Devoted to the Propagation and Defense of New Testament Christianity
September 15, 1960
NUMBER 19, PAGE 11c-12a

The Yopp - Morgan Debate

Eugene Britnell, Tuckerman, Ark.

On the nights of August 1, 2, 4, 5, a public discussion was held under a large tent in Kennett, Mo., between brethren James L. Yopp and Boyd E. Morgan. Both men live and preach in Kennett. The first two nights concerned the Homes such as Southern Christian and Paragould Children's Home, and the last two were devoted to the Herald of Truth. Brother Morgan tried to defend the Homes and Herald of Truth, and brother Yopp denied the scripturalness of them.

Time and space does not permit even a brief review of all that was done and said, but we do want to note the only arguments made by brother Morgan in defense of his position.

It is interesting to note that Morgan's approach was entirely different from that of any other defender of such works. No two of them try it alike, which is typical of men who embrace a false position. It is true when we debate the sectarians. But men who have truth always use the same approach in defense of truth for truth never changes and will always stand.

In his defense of the Homes mentioned in the proposition, brother Morgan's only affirmative argument was based upon 2 Corinthians 8. He argued that the "messengers" of the churches were parallel to the Boards over the Homes. He had the messengers listed on a large chart with Paul listed as "chairman of the board." Isn't it pathetic how men will pervert God's truth in an effort to defend a false position?

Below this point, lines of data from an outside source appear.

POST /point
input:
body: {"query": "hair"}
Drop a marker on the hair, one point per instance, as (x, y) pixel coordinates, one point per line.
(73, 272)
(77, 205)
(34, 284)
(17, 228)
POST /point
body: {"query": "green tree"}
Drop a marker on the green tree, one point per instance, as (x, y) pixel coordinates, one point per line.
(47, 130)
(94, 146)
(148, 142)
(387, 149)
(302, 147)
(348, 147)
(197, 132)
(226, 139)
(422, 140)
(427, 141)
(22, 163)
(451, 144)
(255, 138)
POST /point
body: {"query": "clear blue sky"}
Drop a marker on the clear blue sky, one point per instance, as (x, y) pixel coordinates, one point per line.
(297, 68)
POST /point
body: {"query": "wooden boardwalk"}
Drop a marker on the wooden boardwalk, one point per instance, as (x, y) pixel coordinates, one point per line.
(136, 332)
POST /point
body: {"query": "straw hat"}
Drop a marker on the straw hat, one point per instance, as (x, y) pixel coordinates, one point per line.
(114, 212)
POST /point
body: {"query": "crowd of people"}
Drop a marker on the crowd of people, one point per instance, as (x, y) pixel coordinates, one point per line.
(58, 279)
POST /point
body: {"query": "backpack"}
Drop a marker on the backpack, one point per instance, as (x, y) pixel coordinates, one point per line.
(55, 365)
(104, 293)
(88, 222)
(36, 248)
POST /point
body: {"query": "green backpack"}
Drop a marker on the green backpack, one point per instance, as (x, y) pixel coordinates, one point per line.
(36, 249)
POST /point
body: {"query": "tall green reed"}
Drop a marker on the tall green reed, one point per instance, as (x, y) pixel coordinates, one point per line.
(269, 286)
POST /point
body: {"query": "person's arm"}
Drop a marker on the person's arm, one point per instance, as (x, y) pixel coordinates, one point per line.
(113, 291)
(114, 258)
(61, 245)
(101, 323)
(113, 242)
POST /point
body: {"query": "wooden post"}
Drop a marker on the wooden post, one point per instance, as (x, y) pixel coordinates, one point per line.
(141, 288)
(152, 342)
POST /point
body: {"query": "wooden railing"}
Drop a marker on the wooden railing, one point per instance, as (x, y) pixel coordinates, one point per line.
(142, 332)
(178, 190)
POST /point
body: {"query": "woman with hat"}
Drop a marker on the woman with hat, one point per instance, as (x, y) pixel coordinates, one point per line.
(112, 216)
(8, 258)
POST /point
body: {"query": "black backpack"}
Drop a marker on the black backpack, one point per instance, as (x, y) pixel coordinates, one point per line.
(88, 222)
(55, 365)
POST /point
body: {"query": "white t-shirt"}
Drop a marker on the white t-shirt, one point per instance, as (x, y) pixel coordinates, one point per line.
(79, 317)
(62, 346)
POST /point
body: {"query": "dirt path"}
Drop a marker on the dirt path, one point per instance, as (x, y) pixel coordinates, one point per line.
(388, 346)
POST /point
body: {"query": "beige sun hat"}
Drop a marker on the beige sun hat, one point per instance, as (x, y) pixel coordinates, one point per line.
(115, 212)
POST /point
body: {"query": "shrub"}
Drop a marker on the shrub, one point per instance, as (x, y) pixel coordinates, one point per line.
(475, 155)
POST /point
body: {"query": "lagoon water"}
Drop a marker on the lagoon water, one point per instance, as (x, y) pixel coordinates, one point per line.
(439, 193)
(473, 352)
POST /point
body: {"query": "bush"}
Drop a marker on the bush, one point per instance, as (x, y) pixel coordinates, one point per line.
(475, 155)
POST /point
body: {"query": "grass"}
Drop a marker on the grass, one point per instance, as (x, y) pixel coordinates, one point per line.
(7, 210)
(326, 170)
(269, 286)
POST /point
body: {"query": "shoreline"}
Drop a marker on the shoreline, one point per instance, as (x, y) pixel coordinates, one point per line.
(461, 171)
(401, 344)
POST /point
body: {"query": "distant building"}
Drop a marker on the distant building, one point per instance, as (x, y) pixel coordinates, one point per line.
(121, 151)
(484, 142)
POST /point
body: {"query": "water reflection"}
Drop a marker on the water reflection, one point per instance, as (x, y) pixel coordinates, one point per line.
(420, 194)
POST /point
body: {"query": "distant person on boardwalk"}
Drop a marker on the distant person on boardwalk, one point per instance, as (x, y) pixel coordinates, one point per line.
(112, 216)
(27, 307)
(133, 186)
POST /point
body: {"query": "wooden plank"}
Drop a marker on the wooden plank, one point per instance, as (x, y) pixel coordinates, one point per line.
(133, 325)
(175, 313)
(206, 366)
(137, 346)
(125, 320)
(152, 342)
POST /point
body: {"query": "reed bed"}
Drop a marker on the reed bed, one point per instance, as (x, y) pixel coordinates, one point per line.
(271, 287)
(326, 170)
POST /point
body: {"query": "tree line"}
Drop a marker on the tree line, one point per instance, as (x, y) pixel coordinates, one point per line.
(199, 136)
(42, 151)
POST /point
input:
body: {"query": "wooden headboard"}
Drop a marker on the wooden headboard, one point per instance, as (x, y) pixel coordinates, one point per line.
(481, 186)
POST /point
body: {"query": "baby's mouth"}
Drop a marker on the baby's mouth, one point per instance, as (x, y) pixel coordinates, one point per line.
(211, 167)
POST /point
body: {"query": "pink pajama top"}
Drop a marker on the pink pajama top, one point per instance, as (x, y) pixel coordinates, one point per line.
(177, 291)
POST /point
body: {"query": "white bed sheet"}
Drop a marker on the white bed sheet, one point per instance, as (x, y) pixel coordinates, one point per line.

Brother Yopp very effectively showed that the messengers were simply selected by the churches to carry relief to Jerusalem, and did not constitute a board with authority to administer the affairs for churches. He showed the parallel between the work of those messengers and the service rendered by the Post Office Department today when they are entrusted with the responsibility of delivering relief to preachers or needy saints, with no authority to act except deliver the relief as directed by the sender.

Brother Yopp introduced Acts 6 as an example of a local church doing its own work, but brother Morgan declared that the "seven men" constituted a board or organization separate and apart from the Jerusalem church. Yopp showed that J. B. Briney also found a Missionary Society in Acts 6, and was as near the truth as Morgan. After Yopp read from the Otey-Briney Debate, Morgan admitted that he had borrowed a copy but that he hadn't read it; that he only glanced through it to make sure he didn't "make the same arguments as did Briney." We wonder why? Brother Yopp pointed out that he missed one — Acts 6. Yopp proved that one could use Morgan's reasoning and prove by such passages as Acts 13 that the church worked through a Missionary Society since the church sent men out on a mission in evangelism.

On the Herald of Truth, brother Morgan's only affirmative arguments were based upon Col. 4:16 and the great commission. He said he was willing to rest his case on Col. 4:16. Brother Yopp showed that that had to do with divine revelation as in Acts 15:20-29, and was in no sense, parallel to the Herald of Truth Missionary Society. In order to resemble the Herald of Truth, Colossae would have had to set up as a sponsoring church, solicited and received contributions from the churches, and took over the work of reading or distributing the scriptures to all the churches. Yopp pointed out that Briney also found a Missionary Society in the great commission and prevented the truth no worse than did Morgan. Brother Morgan found authority (?) for the Herald of Truth by referring to the past practices of some brethren and churches, but he did not find it in the word of God!

Morgan stated in one speech that he would meet the writer in debate, but when we presented the signed propositions the last night he refused to sign them. We offered him a choice of four places in which to have the debate. We then challenged Emmett Smith (who assisted Morgan each night) and he refused. Then, believe it or not, we challenged Sterl Watson and he refused. Not a one of them would agree to debate under a fair arrangement. Brethren, debate them while you can for they are about to give it up.

Large crowds were present each night, and good order prevailed throughout the discussion. Both men conducted themselves in a fine manner. The writer served as moderator for brother Yopp, and brother Sterl A. Watson moderated for brother Morgan. Good debates do good!